Il a y aussi le DIME, poudre mélangée à explosif qui augmente la force de l’explosion, et cause des dommages terribles. On a du amputer de nombreux enfants et adultes à cause de cela.

Le colonel rappelle que dans les Conventions de Genève, il faut une limite aux handicaps que l’on peut provoquer chez l’ennemi. On ne peut tolérer des handicaps à vie comme des mutilations ou des cancers.

Quant aux fléchettes, inventées aux USA, quand elles touchent les tissus humains elles commencent à vriller et cela cause des blessures terribles, exagérées et se trouvent donc dans la même catégorie que les balles perforantes. Il y a aussi la douleur causée par ces armes.

Il y avait aussi des munitions avec uranium appauvri qui ont été utilisées dans la zone des tunnels à Rafah pour s’enfoncer dans la terre.
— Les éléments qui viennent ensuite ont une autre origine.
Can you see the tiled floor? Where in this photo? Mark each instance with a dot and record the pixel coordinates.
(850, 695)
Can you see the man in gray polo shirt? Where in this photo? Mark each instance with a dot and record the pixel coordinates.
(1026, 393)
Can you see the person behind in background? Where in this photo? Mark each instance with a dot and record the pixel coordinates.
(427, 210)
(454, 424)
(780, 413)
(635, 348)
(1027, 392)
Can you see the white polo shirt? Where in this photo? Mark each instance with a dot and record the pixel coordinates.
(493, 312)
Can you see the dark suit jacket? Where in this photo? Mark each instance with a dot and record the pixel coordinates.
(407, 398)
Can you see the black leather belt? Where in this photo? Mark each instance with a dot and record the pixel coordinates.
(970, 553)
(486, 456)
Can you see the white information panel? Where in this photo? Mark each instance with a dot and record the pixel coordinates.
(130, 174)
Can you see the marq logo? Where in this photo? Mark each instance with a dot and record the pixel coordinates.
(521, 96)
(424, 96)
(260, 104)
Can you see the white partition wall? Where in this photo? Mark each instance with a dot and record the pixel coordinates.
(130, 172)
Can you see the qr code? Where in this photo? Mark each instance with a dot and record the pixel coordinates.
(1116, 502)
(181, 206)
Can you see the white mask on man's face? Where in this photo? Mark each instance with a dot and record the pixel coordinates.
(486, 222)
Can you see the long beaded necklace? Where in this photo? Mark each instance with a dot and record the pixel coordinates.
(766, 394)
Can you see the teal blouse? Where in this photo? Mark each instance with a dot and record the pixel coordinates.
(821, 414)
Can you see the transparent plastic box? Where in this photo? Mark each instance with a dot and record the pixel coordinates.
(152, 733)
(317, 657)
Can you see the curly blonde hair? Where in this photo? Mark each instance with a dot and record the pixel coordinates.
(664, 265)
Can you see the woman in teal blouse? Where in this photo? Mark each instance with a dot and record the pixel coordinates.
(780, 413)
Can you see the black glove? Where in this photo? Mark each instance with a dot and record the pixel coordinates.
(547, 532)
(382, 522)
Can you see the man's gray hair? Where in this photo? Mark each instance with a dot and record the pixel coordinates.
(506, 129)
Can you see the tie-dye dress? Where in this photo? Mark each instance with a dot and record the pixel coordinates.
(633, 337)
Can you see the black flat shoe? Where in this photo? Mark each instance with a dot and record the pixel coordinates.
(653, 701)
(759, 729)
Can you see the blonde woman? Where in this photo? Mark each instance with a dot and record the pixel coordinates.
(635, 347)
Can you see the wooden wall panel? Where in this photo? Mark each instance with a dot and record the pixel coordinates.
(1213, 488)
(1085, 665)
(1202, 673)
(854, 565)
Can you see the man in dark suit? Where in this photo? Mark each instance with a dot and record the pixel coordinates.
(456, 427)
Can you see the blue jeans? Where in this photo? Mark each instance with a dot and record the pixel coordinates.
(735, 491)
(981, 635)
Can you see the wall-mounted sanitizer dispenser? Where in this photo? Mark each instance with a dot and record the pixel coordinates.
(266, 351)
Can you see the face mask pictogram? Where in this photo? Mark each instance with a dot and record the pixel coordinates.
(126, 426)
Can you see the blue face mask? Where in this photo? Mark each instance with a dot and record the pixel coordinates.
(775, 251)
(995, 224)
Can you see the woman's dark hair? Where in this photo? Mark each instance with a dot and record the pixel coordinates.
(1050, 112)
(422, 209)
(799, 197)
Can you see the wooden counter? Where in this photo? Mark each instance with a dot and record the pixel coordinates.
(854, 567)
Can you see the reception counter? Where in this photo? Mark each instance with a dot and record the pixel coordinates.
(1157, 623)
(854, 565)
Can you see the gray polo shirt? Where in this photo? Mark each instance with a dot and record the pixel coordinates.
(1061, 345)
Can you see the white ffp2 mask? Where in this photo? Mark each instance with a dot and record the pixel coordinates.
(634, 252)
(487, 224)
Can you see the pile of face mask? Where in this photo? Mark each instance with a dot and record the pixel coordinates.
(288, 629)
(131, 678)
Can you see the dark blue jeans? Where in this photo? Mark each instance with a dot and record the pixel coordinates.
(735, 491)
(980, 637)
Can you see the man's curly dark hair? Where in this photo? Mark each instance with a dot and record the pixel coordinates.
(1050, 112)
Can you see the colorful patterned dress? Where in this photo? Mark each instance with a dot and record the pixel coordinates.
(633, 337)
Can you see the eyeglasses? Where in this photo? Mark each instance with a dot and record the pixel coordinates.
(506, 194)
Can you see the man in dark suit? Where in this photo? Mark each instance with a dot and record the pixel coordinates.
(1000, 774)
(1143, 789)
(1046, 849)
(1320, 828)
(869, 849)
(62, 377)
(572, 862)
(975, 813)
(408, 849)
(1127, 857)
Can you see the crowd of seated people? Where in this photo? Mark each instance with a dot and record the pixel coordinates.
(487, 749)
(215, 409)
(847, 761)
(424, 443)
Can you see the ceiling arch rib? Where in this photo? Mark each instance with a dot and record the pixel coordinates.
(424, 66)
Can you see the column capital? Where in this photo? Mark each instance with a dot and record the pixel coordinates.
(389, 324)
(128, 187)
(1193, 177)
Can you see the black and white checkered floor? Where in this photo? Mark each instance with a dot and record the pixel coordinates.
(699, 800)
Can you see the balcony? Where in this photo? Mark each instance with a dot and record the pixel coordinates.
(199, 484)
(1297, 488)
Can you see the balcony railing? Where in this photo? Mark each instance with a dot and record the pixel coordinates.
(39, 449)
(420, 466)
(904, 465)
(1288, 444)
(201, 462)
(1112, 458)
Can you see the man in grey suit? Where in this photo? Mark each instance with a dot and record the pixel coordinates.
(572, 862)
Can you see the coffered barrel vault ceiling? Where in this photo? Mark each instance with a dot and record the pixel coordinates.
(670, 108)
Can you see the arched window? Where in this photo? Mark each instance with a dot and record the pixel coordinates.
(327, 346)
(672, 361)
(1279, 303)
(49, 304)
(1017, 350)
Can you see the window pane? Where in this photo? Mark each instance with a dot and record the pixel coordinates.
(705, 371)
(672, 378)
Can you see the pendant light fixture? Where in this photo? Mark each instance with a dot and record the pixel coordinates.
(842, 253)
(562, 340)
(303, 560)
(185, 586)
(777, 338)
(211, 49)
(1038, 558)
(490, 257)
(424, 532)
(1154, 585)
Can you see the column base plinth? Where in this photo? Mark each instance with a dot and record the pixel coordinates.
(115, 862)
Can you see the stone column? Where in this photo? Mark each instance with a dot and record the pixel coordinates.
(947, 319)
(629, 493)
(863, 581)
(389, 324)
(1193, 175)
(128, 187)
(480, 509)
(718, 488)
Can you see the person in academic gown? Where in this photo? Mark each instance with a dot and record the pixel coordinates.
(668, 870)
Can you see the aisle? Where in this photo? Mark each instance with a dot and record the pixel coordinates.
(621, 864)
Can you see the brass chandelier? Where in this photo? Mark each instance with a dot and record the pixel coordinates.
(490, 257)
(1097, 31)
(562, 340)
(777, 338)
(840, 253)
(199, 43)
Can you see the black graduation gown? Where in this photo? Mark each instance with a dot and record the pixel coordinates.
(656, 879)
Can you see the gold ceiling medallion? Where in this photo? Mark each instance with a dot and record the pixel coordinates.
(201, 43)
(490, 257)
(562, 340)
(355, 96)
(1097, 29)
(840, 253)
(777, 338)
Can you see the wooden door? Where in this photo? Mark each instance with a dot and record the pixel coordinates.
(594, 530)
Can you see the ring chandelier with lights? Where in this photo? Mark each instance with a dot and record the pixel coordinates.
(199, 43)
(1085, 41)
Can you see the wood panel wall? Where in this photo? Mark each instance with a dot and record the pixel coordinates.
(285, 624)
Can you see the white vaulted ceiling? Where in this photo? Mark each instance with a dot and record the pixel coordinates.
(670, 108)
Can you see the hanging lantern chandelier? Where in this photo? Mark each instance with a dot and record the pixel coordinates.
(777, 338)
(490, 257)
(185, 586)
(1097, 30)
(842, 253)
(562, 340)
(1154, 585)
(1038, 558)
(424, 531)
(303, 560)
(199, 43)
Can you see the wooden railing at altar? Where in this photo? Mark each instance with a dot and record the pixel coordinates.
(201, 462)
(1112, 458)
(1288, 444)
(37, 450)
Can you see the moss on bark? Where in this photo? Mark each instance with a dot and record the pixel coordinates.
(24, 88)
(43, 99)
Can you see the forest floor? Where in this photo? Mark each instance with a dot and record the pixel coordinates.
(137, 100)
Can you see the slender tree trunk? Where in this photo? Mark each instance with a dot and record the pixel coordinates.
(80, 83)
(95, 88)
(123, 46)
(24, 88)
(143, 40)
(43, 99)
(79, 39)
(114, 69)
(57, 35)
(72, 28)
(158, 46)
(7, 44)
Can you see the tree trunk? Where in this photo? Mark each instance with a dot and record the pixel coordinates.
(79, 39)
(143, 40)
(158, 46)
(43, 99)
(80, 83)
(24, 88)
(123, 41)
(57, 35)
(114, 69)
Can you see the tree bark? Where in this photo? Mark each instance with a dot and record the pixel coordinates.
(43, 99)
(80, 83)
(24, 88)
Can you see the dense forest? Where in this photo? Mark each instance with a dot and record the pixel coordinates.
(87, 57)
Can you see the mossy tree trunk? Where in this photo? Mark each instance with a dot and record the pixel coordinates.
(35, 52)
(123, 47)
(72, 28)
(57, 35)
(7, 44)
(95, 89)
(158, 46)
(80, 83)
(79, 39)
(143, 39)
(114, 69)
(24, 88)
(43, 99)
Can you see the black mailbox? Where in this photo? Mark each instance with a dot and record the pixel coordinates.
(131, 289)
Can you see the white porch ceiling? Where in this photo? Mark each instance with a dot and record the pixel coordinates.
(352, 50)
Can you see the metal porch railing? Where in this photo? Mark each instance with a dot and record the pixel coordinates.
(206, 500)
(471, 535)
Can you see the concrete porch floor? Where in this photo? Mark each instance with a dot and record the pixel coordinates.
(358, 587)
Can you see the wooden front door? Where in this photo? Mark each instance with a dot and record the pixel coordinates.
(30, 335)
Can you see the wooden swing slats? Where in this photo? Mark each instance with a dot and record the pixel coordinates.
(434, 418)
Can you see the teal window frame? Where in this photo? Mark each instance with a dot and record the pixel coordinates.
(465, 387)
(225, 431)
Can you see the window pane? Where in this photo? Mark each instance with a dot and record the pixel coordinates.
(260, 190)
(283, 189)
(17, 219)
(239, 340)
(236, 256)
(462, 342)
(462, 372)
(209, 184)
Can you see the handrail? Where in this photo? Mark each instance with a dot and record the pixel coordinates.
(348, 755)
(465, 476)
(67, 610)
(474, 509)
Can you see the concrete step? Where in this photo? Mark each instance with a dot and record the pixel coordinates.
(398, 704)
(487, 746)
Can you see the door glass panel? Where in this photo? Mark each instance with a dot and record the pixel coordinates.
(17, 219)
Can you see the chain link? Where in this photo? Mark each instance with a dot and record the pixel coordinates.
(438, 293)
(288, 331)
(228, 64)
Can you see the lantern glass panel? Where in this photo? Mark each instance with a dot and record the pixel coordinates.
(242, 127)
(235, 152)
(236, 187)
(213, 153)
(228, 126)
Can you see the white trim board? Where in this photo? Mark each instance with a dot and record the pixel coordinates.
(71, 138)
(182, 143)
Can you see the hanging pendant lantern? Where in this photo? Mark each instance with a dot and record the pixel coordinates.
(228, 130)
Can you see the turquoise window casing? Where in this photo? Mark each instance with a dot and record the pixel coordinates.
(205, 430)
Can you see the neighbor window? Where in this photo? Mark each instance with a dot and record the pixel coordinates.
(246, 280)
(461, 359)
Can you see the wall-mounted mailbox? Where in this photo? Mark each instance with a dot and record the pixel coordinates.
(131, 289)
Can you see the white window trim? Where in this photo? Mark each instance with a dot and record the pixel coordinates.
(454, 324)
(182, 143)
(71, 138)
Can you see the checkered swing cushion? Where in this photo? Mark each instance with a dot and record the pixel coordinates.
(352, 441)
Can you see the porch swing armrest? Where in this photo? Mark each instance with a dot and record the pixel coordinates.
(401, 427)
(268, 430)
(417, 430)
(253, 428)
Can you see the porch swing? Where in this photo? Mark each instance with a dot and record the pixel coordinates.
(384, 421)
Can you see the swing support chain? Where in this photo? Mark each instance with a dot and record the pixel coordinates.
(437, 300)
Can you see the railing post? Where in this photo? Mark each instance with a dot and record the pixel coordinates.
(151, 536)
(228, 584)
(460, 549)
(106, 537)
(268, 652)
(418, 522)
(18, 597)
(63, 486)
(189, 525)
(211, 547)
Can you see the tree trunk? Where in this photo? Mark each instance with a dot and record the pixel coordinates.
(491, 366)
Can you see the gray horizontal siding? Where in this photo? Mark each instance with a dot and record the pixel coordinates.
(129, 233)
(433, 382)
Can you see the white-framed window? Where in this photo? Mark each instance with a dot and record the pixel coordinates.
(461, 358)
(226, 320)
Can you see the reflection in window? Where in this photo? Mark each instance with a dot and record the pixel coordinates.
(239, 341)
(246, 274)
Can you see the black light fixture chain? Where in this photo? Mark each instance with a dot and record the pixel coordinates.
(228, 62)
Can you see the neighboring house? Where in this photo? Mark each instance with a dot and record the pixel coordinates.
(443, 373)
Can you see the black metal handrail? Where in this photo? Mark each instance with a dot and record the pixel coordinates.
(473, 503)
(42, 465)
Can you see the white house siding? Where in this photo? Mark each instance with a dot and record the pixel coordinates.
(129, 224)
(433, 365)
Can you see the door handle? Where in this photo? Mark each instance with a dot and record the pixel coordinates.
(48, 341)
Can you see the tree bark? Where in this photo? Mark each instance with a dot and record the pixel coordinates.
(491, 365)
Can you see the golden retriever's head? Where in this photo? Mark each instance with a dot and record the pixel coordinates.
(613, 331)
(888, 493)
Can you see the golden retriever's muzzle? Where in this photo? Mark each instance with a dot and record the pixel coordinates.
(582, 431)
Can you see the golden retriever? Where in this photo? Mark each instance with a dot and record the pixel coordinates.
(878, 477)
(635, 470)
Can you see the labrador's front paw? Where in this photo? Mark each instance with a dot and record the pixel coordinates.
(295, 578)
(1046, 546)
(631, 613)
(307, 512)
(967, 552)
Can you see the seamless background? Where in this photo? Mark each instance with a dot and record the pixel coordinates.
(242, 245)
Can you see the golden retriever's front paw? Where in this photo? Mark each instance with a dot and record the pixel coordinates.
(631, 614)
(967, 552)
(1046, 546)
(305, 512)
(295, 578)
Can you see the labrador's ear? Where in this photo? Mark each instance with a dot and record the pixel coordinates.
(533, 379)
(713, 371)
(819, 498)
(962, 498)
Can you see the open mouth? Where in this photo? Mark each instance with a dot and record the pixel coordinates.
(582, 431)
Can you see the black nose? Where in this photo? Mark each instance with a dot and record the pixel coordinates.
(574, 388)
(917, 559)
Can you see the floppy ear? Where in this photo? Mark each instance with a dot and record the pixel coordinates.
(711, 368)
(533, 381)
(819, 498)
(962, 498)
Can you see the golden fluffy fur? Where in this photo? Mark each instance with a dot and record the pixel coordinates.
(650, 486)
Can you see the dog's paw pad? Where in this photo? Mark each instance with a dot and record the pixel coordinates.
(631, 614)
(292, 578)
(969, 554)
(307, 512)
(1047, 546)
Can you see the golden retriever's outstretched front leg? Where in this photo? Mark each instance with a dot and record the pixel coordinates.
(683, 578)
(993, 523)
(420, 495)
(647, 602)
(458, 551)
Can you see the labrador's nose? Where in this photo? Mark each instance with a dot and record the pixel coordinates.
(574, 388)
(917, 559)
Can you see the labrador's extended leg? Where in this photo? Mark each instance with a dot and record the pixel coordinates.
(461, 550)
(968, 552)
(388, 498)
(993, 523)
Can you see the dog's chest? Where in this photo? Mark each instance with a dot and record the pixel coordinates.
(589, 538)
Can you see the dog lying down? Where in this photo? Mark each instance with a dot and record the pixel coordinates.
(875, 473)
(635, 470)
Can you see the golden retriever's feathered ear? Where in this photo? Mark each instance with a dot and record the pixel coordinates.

Cela nécessite une enquête très stricte afin d’arriver à un moratoire et une recherche sur les pollutions du nord de l’Egypte et du sud d’Israël par ces armes, y compris dans les nappes phréatiques.

Tant que les réglementations seront vagues, on n’arrivera à rien.

A une question sur les fusées lancées par le Hamas de façon indiscriminée, le colonel répond qu’on a condamné dans le rapport Goldstone ce type d’attaque contre des populations civiles. La portée de ces missiles Katiouchka a beaucoup augmenté, plus de 4.000 km. 

Si on arrive à interdire ces armes, même si cela aura des conséquences négatives pour les industries d’armements, l’UE aura l’obligation de respecter ces interdictions. Le problème est qu’on crée un précédent par rapport aux Conventions de Genève : on fait interdire des armes qui n’auraient jamais du exister.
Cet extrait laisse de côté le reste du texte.